The availability of an ever increasing number of complete genome sequences of diverse prokaryotic taxa has led to the introduction of novel approaches to infer phylogenetic relationships among bacteria. In the present study the sequences of the 16S rRNA gene and nine housekeeping genes were compared with the fraction of shared putative orthologous protein-encoding genes, conservation of gene order, dinucleotide relative abundance and codon usage among 11 genomes of species belonging to the lactic acid bacteria. In general there is a good correlation between the results obtained with various approaches, although it is clear that there is a stronger phylogenetic signal in some datasets than in others, and that different parameters have different taxonomic resolutions. It appears that trees based on different kinds of information derived from whole-genome sequencing projects do not provide much additional information about the phylogenetic relationships among bacterial taxa compared to more traditional alignment-based methods. Nevertheless, it is expected that the study of these novel forms of information will have its value in taxonomy, to determine which genes are shared, when genes or sets of genes were lost in evolutionary history, to detect the presence of horizontally transferred genes and/or confirm or enhance the phylogenetic signal derived from traditional methods. Although these conclusions are based on a relatively small dataset, they are largely in agreement with other studies and it is anticipated that similar trends will be observed when comparing other genomes.


Abbreviations: LAB, lactic acid bacteria; UPGMA, Unweighted Pair Group Method with Arithmetic mean


   INTRODUCTION
TOP
ABSTRACT
INTRODUCTION
METHODS
RESULTS
DISCUSSION
REFERENCES
 
The first sequence of an entire bacterial genome (that of Haemophilus influenzae Rd) was published in 1995 (Fleischmann et al., 1995). Since then the total number of publicly available genome sequences has grown rapidly (see http://igweb.integratedgenomics.com/GOLD/) and there has been an increasing interest in the use of these genome sequence data to assess evolutionary relationships among bacterial species (Eisen, 2000; Wolf et al., 2002).
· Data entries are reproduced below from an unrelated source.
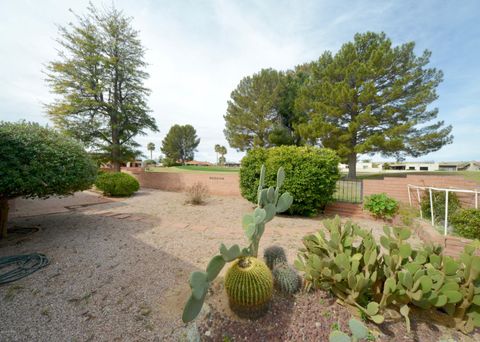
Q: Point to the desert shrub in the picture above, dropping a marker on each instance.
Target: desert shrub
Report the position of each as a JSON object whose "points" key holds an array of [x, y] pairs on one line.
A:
{"points": [[380, 205], [39, 162], [197, 193], [438, 198], [117, 184], [312, 174], [350, 263], [466, 223]]}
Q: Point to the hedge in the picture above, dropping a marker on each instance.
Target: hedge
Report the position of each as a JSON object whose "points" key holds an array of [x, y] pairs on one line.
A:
{"points": [[117, 184], [311, 175]]}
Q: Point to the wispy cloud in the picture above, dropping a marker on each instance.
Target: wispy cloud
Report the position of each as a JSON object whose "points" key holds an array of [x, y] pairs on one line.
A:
{"points": [[199, 50]]}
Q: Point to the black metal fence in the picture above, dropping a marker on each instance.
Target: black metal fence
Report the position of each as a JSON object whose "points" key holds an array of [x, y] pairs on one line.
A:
{"points": [[350, 191]]}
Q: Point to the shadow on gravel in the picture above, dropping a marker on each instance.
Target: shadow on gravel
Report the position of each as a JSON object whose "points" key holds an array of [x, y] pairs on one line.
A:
{"points": [[108, 279]]}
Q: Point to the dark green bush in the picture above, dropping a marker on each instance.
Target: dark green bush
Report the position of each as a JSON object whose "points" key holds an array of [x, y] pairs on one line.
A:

The comparison of single genes (especially the 16S rRNA gene) to infer phylogenetic relationships among bacteria has been widely used for several decades (see, for example, Wheelis et al., 1992; Eisen, 1995; Garrity & Holt, 2001), but there has been considerable debate whether a tree based on any single gene can accurately represent the evolution of a species, considering the possibility of horizontal gene transfer (Lan & Reeves, 1996; Ochman et al., 2000) and the possibility of degradation of the phylogenetic signal because of saturation for amino acid substitutions (Forterre & Philippe, 1999) as complicating factors. Proposed ways to put whole-genome sequences to work in bacterial classification include alignments and analysis of large numbers of conserved genes (‘supertree approach’) (Feng et al., 1997; Roux et al., 1997; Brown et al., 2001; Daubin et al., 2001; Wolf et al., 2001), comparisons based on the presence and absence of orthologous genes or families of genes, or differences in overall gene content (Snel et al., 1999; Tekaia et al., 1999; Fitz-Gibbon & House, 1999; Wolf et al., 2001; House & Fitz-Gibbon, 2002; Bansal & Meyer, 2002), presence or absence of specific protein folds (Lin & Gerstein, 2000), presence and absence of conserved insertions and deletions (Gupta, 1998; Gupta & Griffiths, 2002), differences in amino acid composition (Tekaia et al., 2002), conservation of gene order (Dandekar et al., 1998; Huynen & Bork, 1998; Wolf et al., 2001; Kunisawa, 2001; Suyama & Bork, 2001) and biases in nucleotide composition of genomes [including dinucleotide relative abundance (Karlin et al., 1997, 1998) and codon usage (Wright, 1990; Karlin et al., 1997)].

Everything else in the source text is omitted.